Road Tales #3: To Dream & Dare

While in Patagonia, we gave talks and shared our discoveries about The Authors Road. First was to the junior and senior class of Patagonia High School, then at a fundraiser for Friends of the Patagonia Library (an incredible library, especially for such a small town), and then for the area’s Rotary Club. Our final joy came when we, the interviewers, were interviewed for a story in the Nogales International newspaper .

In the heart of Patagonia is a treasure of a store, Global Arts Gallery owned by Adrienne, an old friend of George’s, and farther down the street is the Wagon Wheel, a wild-west saloon and the only bar in dozens of miles. It was here that we often gathered for a cool beer and to share a thousand stories.

Our visit to this area was not just about play and discovery. We also worked hard. We conducted seven interviews, continued our search for corporate sponsorship (when will Ford Motor Company wake up and understand what we and Rocinante Tres are doing?), added dozens of new subscribers, and wrote day and night. Salli finished her project for the Willamette Writers Conference, and I published one short story, A Cowboy in Camelot, completed another, and continued work on one of my novels.

And what we’ve learned is that it’s not enough to merely dream. One must also take the dare to make those dreams reality, and drive the road that is less known and more dangerous.

We drove into Patagonia in the dark winter month of January, expecting to stay only a few weeks. We moved into a wonderful and picturesque place, the Patagonia RV Park , perched on the edge of town alongside a road that sweeps into the mountains and down to the wild and porous border, the most notorious lawless corridor for drug and human smugglers. But once here we began to make contacts with a number of remarkable people and forming new friendships. Seeing that our intended route east was still locked in winter ice and snow, we stayed. Now understand, Patagonia isn’t large. The town is less than ten blocks long, and the area population is under 1,000—yet Patagonia boasts a vibrant community of artists, artisans, writers, cowboys, eco-actives, and even a delightful public radio station, KPUP, that we begin and end our day listening to.

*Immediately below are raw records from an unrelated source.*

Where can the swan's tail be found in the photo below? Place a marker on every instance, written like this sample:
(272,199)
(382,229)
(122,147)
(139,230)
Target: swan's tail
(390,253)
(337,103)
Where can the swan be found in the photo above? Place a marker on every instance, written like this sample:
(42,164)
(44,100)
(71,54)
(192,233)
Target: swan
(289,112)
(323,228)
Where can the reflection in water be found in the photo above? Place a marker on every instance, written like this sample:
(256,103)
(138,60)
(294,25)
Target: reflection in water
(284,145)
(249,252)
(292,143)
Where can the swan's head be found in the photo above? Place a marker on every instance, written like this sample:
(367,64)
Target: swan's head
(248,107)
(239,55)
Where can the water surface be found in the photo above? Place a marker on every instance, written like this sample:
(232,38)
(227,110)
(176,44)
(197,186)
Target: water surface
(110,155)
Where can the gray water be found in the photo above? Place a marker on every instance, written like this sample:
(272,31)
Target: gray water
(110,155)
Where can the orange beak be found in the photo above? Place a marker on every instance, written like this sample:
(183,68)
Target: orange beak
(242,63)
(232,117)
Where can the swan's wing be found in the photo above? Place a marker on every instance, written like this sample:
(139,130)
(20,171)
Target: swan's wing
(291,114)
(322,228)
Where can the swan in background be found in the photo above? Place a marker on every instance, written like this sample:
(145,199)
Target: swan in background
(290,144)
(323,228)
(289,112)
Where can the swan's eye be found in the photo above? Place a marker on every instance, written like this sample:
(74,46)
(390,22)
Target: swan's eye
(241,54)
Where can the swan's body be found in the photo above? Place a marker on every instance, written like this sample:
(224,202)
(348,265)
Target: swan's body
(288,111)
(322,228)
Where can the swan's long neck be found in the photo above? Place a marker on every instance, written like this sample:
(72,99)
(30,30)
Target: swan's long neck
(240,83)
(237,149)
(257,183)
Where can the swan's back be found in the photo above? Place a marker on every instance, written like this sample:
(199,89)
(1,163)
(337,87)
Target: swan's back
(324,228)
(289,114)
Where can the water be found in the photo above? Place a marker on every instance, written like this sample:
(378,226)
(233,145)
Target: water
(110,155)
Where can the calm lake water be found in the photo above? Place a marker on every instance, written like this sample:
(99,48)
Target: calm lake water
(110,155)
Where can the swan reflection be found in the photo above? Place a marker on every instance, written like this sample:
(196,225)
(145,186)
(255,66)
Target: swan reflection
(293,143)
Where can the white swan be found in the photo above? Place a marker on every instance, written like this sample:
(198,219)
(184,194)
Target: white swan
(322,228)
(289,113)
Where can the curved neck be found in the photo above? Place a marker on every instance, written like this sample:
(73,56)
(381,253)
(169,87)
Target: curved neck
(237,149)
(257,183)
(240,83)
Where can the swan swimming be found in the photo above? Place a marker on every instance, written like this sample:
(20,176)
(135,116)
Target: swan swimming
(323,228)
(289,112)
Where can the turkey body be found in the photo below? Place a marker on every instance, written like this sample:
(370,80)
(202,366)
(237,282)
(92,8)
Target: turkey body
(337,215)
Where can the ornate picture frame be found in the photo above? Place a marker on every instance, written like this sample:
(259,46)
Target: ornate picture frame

Over a mile high, the San Rafael Valley stretches from beyond the horizons in every direction. One night, two friends and we drove here to witness the rise of the full moon, and toast its rebirth with wine, a good telescope and hoots.

We also had the good fortune to reunite with old friends I lived near in Pacifica more than four decades earlier. And we had the sad experience of saying good-bye to Mike Haggerty, the patriarch of this unique family that also made dreams and daring their life motto.

Now the time arrives when we pull up stakes, repack our goods, and head east into the sunrise. We leave this magical spot knowing that one-day we will return. But we must move forward, driven, as I said, by dreams and daring.

Rocinante Tres’ gas tank is filled, Hardscribble House II’s storage is packed, and our hearts and minds blaze with the dreams and daring that brought us here and will lead us to the next chapter of our journey, New Mexico.

Thank you all for accompanying us on this remarkable journey, The Authors Road. And thank you for your encouraging notes of support and appreciation.

We dream, we dare, we move on ….


Just up the road where we’ve lived for a few months is this ominous warning sign.

Staying for a prolonged time has allowed us to sample the many wonders of this historic area. We never tire of venturing to the tops of the mountains to view the stunning San Rafael Valley . . .

Or learn of the area’s amazing history. . .


Ella explores the last remaining adobe structure of the ghost town of Harshaw, a community that once numbered in the thousands.

Downtown Patagonia provides a constant reminder of the contrast between old and new.

(Left to right) An afternoon quaff with JB Miller, journalist for the Nogales International and Valley Times, and authors Phil Caputo and Jim Fergus. Serving them is the always effervescent Tammie. Missing is the 'chairman of the board,' Jim Harrison.

Salli works inside Hardscribble House II, at her “office,” our dining room table.

George's "office" using a stool, a sofa and a laptop to write what he calls his 'stool samples.'

Life exists because it reproduces, but it evolves because it dreams and dares. And we, Salli and I, are no different.

From the earliest times, our most ancient ancestors dreamed and dared. Because of this they crawled from a primal sea to forage on nascent land. Later, much later, we grew bored rooting about on forest floors and learned to climb trees in search of something better. What followed has been millions of years of dreaming and daring; first, descending those protective trees and walking upright, away from our birthplace and into far lands. Then crafting those same trees we once called home into boats that carried us to still more distant lands. Soon, we inhabited the entire planet and could combine our thinking and resources into wagons and trains, autos and planes, space capsules and lunar landers that carried us farther still. And all because we could dream and dare.

For Salli and me, the same has been true. More than a year ago we began this dream, and six months ago we began the dare of hitting the road. Now, after departing our home of Portland, Oregon, we’ve driven more than 2,000 miles, through four states, and have met and interviewed two-dozen leading writers.